Dans ce premier roman, le lecteur est invité à suivre les pas de l’inspecteur Harry Bosh, ancien flic d’élite du LAPD désormais affecté à la brigade d’Holywood à titre de rétrogradation. A la suite d’une enquête longue et délicate, Bosch a en effet tiré sur un suspect alors qu’il se croyait menacé et donc en état de légitime défense, hélas ce dernier n’était pas armé. Depuis cette affaire, Bosch est dans le collimateur de la hiérarchie et de l’inspection générale des services, mais cela ne l’a pourtant pas incité à faire profil bas. L’affaire qui se présente, alors qu’il était de garde un dimanche, a tout de l’enquête de routine. Le corps d’un ancien toxicomane est retrouvé dans un tunnel désaffecté près du réservoir de west Hollywood, une zone particulièrement appréciée des zonards en tous genres. Les différents éléments qui se présentent ne laissent guère planer le doute, l’enquête sera rapidement bouclée, le médecin légiste conclura à une overdose et tout le monde pourra gentiment rentrer chez lui pour profiter de son dimanche et regarder le match de football. Sauf que les indices trouvés sur les lieux laissent Bosch dubitatif, certains éléments ne concordent pas et surtout, la victime est un ancien vétéran du Vietnam, un rat de tunnel dont la spécificité était de mener la chasse au viet dans les souterrains qui parcouraient la jungle…. comme un certain Harry Bosch. Une coïncidence qui chiffonne le policier et qui risque de le plonger à nouveau dans le pétrin.

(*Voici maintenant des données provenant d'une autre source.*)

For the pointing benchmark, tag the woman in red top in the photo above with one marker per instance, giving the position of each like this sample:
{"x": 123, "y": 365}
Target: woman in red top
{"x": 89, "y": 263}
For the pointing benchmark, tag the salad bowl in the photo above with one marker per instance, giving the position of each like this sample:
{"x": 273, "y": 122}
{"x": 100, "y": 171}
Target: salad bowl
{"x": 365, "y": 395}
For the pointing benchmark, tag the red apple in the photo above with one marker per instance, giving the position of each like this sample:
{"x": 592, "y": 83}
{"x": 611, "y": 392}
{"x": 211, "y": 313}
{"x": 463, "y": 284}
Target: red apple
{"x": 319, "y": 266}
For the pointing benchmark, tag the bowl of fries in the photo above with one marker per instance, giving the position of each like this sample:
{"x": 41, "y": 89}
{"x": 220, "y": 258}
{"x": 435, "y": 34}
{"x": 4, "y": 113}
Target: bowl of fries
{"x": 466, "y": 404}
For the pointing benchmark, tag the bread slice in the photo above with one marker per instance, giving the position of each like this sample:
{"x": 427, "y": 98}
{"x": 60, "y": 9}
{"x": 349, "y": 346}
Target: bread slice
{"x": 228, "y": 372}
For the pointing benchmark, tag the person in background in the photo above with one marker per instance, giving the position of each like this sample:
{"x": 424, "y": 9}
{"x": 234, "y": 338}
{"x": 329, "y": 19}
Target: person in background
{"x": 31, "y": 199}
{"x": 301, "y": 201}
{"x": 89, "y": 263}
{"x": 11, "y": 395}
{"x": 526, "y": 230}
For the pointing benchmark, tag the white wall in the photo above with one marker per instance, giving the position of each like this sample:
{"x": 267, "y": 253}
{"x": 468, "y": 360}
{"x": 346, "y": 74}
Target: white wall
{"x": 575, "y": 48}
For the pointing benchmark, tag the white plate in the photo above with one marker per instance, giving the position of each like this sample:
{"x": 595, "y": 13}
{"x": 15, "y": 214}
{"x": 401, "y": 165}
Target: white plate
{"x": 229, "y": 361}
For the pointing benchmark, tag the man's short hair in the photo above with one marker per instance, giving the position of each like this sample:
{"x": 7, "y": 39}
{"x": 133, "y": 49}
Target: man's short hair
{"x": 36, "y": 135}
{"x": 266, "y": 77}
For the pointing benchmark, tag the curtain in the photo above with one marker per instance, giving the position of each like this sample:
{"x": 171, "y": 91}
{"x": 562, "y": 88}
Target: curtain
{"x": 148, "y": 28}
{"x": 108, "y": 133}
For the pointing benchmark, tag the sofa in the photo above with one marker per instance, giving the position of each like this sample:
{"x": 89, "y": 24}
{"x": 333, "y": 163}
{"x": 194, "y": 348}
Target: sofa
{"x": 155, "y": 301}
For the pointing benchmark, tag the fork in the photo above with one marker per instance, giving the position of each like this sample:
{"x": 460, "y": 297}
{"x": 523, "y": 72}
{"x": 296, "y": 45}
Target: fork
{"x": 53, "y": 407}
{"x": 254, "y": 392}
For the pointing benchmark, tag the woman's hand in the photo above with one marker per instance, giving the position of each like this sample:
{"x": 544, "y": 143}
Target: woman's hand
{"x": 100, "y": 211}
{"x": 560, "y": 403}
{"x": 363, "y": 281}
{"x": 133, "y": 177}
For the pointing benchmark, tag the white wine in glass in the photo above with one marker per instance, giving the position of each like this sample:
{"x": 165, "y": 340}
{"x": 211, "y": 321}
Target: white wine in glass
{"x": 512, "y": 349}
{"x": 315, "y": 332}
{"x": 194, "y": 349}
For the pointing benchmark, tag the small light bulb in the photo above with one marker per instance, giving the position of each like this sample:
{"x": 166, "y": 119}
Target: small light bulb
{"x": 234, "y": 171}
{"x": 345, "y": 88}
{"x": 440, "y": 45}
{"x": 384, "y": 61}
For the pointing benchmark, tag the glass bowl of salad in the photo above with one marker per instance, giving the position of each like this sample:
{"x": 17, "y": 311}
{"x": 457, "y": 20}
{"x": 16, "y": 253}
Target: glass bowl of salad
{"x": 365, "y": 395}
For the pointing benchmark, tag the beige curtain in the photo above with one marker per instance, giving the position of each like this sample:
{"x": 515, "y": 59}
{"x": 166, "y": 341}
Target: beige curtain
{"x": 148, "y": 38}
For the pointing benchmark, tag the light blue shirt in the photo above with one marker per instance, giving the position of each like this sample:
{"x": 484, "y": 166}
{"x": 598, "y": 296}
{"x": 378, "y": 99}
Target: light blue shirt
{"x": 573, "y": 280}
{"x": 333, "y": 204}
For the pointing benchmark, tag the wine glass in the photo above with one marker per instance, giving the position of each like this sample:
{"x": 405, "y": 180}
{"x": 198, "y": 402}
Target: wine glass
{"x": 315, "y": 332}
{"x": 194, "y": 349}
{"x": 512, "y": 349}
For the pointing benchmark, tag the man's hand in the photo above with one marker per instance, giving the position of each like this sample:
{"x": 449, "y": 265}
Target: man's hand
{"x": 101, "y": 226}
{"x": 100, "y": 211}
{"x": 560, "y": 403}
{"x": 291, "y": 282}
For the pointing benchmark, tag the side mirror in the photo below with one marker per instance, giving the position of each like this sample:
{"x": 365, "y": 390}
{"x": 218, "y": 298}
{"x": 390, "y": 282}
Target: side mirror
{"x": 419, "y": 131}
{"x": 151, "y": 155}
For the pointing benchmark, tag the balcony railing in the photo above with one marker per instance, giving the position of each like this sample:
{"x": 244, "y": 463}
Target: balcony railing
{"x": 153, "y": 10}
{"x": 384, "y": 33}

L’intrigue du roman en soi n’a rien d’exceptionnel, mais le savoir faire de l’auteur en matière de construction narrative permet au lecteur d’être pris dans le rythme de l’histoire et de tourner les pages avec plaisir non feint. Certes, l’ensemble reste de facture classique, les rebondissements paraissent parfois forcés et un brin artificiels, mais ne boudons pas notre plaisir, il s’agit là d’un divertissement tout à fait honnête, qui n’a certes ni la profondeur d’un Jack O’Connell ni la rage d’un James Ellroy, mais qu’importe, ce n’est de toute façon pas ce qu’on lui demande.